Personal information
- Nationality: Uzbekistani
- Born: 15 March 1996 (age 30)
- Home town: Tashkent, Uzbekistan

Sport
- Sport: Para-athletics
- Disability class: T44
- Event: high jump

Medal record
Men's para-athletics
Representing Uzbekistan
Paralympic Games
| Bronze medal – third place | 2024 Paris | High jump T64 |
World Championships
| Gold medal – first place | 2025 New Delhi | High jump T64 |
| Silver medal – second place | 2019 Dubai | High jump T44 |
Asian Para Games
| Gold medal – first place | 2018 Jakarta | High jump T44/64 |
| Silver medal – second place | 2022 Hangzhou | High jump T64 |

= Temurbek Giyazov =

Uzbekistani Paralympic athlete (born 1996)

Temurbek Giyazov (born 15 March 1996) is an Uzbekistani para-athlete specializing in high jump.

==Career==
He won the silver medal in the men's high jump T64 event at the 2019 World Para Athletics Championships held in Dubai, United Arab Emirates. In 2021, he competed in the men's high jump T64 event at the 2020 Summer Paralympics held in Tokyo, Japan. He finished in 6th place.

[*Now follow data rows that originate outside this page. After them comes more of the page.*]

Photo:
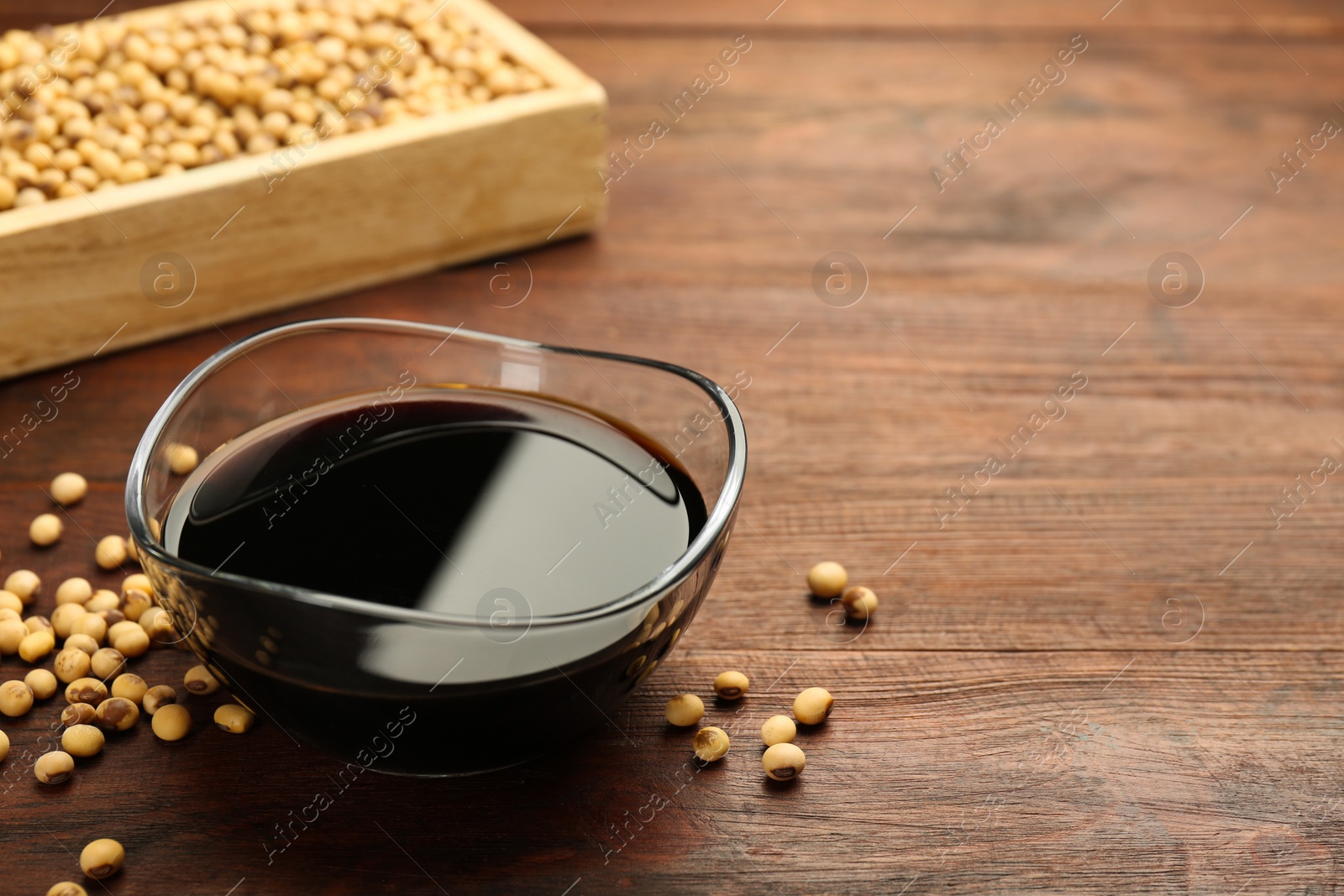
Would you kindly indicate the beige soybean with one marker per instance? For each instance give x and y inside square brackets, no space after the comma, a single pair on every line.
[13,631]
[711,743]
[118,629]
[859,602]
[82,741]
[92,625]
[67,488]
[158,698]
[78,714]
[685,710]
[131,687]
[779,730]
[67,888]
[15,699]
[111,553]
[234,719]
[136,582]
[46,530]
[181,458]
[132,641]
[102,859]
[24,584]
[171,721]
[730,685]
[827,579]
[42,683]
[10,600]
[118,714]
[74,591]
[136,602]
[784,762]
[199,680]
[82,642]
[108,663]
[65,617]
[87,691]
[812,705]
[37,645]
[71,664]
[102,600]
[54,768]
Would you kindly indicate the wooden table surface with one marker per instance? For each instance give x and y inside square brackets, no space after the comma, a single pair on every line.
[1116,669]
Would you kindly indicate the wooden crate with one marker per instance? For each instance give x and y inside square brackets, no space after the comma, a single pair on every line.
[93,275]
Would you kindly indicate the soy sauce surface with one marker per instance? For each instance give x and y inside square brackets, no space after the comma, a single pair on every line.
[438,501]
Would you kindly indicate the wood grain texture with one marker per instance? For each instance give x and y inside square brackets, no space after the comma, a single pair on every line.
[1025,714]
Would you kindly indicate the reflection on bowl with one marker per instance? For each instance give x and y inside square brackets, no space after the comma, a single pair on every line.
[460,681]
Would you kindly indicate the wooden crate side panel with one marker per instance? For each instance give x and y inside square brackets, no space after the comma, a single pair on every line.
[338,221]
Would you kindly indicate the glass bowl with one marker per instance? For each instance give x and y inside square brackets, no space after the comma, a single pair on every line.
[479,691]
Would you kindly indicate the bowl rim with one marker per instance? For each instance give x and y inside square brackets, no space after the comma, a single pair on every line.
[717,523]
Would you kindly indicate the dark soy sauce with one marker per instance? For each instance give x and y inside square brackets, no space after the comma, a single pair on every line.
[477,504]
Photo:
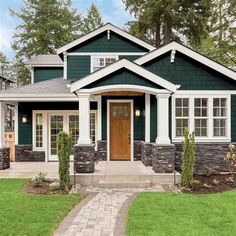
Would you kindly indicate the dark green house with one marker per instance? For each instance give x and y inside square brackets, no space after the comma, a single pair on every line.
[122,99]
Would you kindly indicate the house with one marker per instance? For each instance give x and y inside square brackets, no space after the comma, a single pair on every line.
[123,99]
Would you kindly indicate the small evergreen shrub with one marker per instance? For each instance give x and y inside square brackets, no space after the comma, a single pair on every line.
[207,171]
[188,159]
[38,180]
[64,146]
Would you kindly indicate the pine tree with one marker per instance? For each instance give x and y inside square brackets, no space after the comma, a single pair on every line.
[161,21]
[93,20]
[220,43]
[46,25]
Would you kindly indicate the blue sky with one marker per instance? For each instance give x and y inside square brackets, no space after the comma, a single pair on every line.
[111,10]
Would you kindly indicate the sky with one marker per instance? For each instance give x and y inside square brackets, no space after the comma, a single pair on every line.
[111,10]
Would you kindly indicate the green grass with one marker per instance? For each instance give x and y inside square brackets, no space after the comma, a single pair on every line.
[23,214]
[182,214]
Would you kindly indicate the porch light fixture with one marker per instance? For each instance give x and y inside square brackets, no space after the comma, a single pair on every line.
[137,112]
[24,119]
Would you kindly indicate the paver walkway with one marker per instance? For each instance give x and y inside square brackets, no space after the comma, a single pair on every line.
[98,215]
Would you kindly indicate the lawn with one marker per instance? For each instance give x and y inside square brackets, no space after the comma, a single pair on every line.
[23,214]
[182,214]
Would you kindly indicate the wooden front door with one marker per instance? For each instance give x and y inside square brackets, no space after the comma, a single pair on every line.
[120,131]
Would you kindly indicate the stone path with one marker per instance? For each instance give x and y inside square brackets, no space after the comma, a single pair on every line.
[99,215]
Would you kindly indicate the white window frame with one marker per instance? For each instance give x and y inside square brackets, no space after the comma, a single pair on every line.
[46,114]
[210,137]
[116,56]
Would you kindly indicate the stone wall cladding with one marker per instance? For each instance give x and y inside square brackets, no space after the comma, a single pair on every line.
[137,150]
[26,153]
[101,150]
[147,153]
[84,158]
[164,158]
[209,155]
[4,158]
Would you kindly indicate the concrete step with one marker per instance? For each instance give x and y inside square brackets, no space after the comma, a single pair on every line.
[124,184]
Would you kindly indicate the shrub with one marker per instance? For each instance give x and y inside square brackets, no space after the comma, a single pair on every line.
[38,180]
[231,159]
[207,171]
[64,146]
[188,159]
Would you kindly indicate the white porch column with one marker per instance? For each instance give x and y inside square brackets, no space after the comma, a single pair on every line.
[147,117]
[2,123]
[84,119]
[163,119]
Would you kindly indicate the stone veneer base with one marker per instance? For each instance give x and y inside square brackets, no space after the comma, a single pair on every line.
[26,153]
[4,158]
[84,158]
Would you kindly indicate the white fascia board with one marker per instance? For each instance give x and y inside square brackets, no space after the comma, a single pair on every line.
[124,63]
[124,87]
[190,53]
[110,27]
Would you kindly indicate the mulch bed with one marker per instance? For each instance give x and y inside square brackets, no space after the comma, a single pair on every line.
[44,189]
[208,184]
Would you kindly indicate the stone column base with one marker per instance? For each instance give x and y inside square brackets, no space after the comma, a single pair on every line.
[164,158]
[147,153]
[4,158]
[84,158]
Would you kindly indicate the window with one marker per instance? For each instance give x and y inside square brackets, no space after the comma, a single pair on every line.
[39,130]
[220,116]
[101,61]
[207,115]
[182,115]
[200,114]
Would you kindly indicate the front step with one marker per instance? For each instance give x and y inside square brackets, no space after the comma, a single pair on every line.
[124,184]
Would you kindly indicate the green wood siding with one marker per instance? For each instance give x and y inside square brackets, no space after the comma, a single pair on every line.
[123,76]
[129,57]
[116,43]
[78,67]
[153,118]
[139,122]
[188,73]
[47,73]
[26,108]
[233,118]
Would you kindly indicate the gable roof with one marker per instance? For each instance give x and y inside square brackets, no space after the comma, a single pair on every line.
[101,29]
[188,52]
[45,59]
[123,63]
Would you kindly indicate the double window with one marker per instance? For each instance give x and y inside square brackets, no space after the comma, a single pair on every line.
[207,116]
[99,62]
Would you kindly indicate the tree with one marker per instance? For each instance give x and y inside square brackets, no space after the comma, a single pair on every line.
[93,20]
[45,26]
[220,43]
[161,21]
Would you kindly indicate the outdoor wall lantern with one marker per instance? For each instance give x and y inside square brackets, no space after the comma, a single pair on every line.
[24,119]
[137,112]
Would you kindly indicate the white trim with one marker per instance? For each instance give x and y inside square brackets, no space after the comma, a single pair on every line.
[100,30]
[115,56]
[190,53]
[210,137]
[147,117]
[205,92]
[124,63]
[108,125]
[106,53]
[125,87]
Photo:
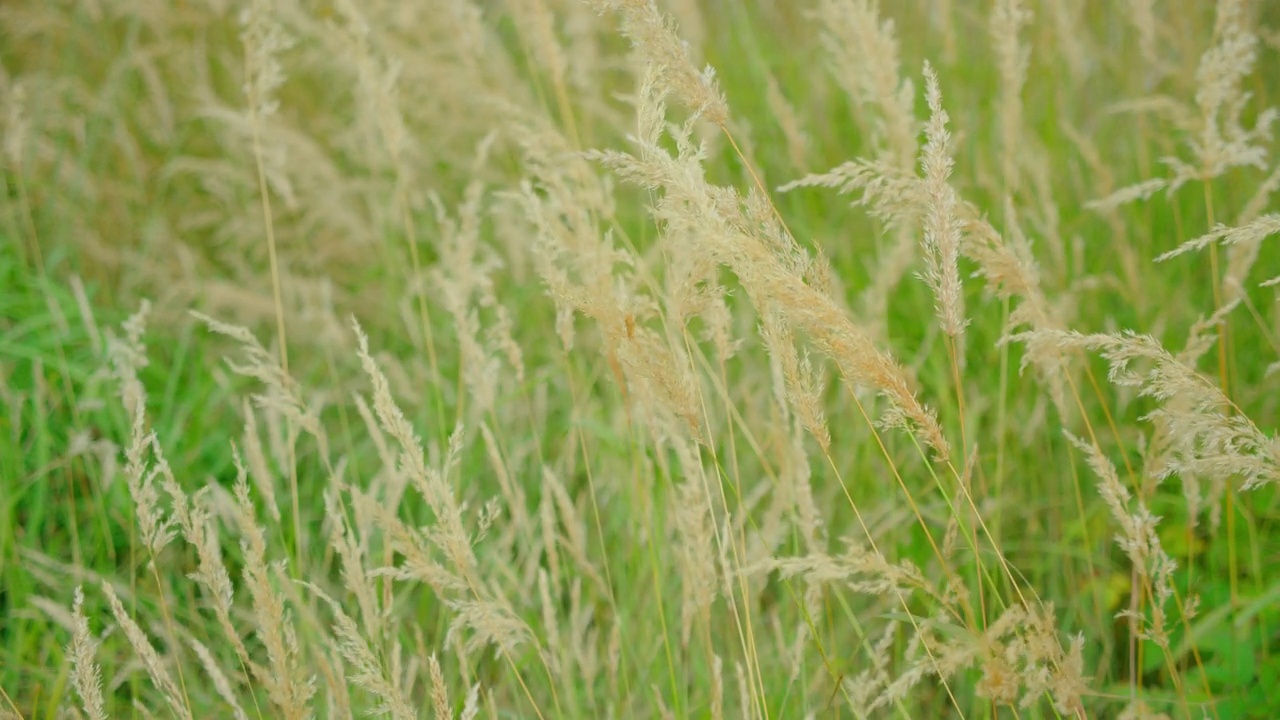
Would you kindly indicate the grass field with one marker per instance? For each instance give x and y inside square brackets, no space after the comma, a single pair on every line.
[639,359]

In 2023, Giyazov finished in 4th place in the men's high jump T64 event at the 2023 World Para Athletics Championships held in Paris, France. A few months later, he won the silver medal in his event at the 2022 Asian Para Games held in Hangzhou, China.

Giyazov represented Uzbekistan at the 2024 Summer Paralympics and won a joint bronze medal in the high jump T64 event along with Maciej Lepiato.